Just an fyi, this is the Professional Archers thread and barebow/traditional are not Pro divisions. That said, I'm pretty certain stringwalking is not allowed in the trad class. There are some WA barebow archers who opt to compete in the NFAA trad class, they just don't stringwalk during the competition. Reason some decide to shoot in the trad class is because they shoot recurves and do not use a stabilizer. NFAA barebow includes compounds, long stabilizers and stringwalking allowed.

I'm reasonably certain most of this is accurate. The NFAA website includes all equipment rules and there are several on the olympic recurve site who can confirm or clarify what I noted above.

Good luck, great shoot.

>>--------->


----------



## Osmanthus (Dec 2, 2014)

No string walking in NFAA Trad class. A short stabilizer up to 12 inch total is allowed.


----------



## Jim C (Oct 15, 2002)

Osmanthus said:


> No string walking in NFAA Trad class. A short stabilizer up to 12 inch total is allowed.


I wish NFAA would adopt the world archery standards for Barebow. Or have a trad class for the kids.
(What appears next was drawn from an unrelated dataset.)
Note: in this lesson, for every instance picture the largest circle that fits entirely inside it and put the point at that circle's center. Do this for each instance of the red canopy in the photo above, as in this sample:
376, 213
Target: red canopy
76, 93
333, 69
Right now USAA/WA Barebow (sort of NFAA trad class) is the fastest growing area in youth competitive archery. It is sad watching kids who really know how to make a good shot with a recurve barebow losing to compounds in the "Barebow class"-especially when some of these compound archers have far inferior form. True, once the kids hit 18 they no longer have to deal with compound archers with zero back tension and dead releases beating them. But Vegas and LAS Classic have realized that real BB archery is a recurve bow.


----------



## Arcus (Jul 7, 2005)

Jim C said:


> I wish NFAA would adopt the world archery standards for Barebow...Right now USAA/WA Barebow (sort of NFAA trad class) is the fastest growing area in youth competitive archery....But Vegas and LAS Classic have realized that real BB archery is a recurve bow.


^^^


----------



## archer_nm (Mar 29, 2004)

come on Mods this is one of many that are not PRO related delete it or move it


----------



## Mo0se (Sep 24, 2002)

PRO lol


----------



## dougmax (Jul 23, 2009)

archer_nm said:


> come on Mods this is one of many that are not PRO related delete it or move it


Lol, he waited all his life to be called a pro at something and now this.


----------



## FerrumVeritas (Oct 9, 2020)

archer_nm said:


> come on Mods this is one of many that are not PRO related delete it or move it


This thread had been dead for almost 2 years. You resurrected it to complain about it?


----------